Estaba probando un ejemplo del libro: "Sistemas dinámicos con aplicaciones usando Python" y me pidieron que trazara el retrato de fase de la ecuación de Verhulst, luego encontré esta publicación: Cómo trazar un retrato de fase de la ecuación de Verhulst con SciPy ( o SymPy) y Matplotlib?
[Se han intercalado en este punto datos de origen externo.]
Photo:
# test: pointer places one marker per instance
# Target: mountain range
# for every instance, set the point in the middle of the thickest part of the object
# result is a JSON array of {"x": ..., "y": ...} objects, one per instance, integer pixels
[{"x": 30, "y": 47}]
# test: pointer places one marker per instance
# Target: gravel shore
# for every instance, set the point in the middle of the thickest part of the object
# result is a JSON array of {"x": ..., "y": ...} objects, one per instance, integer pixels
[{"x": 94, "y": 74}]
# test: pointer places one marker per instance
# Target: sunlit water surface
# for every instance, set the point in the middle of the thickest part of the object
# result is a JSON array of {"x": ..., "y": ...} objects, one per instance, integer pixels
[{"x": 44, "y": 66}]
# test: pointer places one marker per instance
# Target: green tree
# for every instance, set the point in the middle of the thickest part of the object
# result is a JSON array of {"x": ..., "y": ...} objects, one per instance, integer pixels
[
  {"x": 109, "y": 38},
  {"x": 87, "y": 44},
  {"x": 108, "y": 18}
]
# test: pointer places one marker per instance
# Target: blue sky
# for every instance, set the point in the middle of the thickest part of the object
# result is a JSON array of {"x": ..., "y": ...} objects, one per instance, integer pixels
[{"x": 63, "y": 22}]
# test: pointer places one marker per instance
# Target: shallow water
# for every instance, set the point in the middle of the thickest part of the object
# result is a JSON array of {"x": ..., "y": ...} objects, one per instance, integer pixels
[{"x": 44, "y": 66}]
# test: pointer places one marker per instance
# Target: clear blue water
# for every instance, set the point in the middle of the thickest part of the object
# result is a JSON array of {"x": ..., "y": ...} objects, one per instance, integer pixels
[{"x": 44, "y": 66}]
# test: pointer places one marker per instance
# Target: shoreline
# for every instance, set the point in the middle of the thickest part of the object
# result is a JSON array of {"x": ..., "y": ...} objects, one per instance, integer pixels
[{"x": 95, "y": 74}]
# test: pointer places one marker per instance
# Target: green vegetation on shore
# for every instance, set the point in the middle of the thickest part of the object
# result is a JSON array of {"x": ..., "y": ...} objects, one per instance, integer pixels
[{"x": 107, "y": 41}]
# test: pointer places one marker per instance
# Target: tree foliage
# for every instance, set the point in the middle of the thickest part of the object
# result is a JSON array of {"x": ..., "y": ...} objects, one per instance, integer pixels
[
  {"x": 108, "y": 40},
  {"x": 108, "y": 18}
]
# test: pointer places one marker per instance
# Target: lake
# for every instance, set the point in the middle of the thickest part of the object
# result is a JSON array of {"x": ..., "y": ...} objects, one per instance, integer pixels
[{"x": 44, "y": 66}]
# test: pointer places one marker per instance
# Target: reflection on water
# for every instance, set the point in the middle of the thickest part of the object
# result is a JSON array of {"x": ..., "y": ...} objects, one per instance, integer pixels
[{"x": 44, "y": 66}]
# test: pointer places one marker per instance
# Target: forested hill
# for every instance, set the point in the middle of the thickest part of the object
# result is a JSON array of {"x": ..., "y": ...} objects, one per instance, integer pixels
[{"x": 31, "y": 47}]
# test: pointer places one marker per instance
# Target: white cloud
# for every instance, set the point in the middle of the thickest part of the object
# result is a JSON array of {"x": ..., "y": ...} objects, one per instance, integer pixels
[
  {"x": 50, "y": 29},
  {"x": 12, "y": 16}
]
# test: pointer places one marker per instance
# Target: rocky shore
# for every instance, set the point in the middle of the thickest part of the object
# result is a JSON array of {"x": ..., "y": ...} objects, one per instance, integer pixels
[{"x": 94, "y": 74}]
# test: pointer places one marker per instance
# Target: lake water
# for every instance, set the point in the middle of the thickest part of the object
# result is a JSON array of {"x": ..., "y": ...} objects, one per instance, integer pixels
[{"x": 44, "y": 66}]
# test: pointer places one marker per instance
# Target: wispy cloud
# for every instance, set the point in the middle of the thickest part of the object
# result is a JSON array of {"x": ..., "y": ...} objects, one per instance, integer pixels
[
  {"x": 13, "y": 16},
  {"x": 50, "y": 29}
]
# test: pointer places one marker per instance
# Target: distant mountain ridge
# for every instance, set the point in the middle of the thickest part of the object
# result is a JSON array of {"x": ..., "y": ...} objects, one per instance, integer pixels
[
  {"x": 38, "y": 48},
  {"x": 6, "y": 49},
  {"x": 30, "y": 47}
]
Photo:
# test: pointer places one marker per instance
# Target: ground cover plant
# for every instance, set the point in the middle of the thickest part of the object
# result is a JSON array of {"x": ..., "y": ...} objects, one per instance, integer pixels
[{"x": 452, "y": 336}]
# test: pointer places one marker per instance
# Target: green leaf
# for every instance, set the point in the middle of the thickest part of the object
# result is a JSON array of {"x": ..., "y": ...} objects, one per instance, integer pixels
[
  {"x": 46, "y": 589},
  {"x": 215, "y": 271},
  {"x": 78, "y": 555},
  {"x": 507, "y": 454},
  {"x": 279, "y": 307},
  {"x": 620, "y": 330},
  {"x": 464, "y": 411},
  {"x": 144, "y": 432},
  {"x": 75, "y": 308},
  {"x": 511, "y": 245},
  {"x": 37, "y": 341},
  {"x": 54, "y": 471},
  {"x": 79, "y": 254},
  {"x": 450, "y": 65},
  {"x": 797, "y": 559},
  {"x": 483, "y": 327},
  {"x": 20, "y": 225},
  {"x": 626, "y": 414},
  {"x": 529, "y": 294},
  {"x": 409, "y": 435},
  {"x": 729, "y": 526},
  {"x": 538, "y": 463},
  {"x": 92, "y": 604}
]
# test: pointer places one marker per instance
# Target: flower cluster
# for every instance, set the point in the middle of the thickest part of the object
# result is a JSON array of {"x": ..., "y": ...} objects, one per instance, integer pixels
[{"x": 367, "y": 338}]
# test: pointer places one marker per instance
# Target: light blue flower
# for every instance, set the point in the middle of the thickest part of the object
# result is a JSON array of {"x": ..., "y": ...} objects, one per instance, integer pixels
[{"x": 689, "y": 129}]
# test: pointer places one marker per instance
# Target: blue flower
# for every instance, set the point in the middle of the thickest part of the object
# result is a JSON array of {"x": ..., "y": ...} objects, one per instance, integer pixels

Obtengo la misma trama que el usuario en la publicación anterior. Cada vez que trato de usar la solución aceptada, aparece un error de "división por cero". ¿Por qué no funciona la solución aceptada en Cómo trazar un retrato de fase de la ecuación de Verhulst con SciPy (o SymPy) y Matplotlib? ¿obras?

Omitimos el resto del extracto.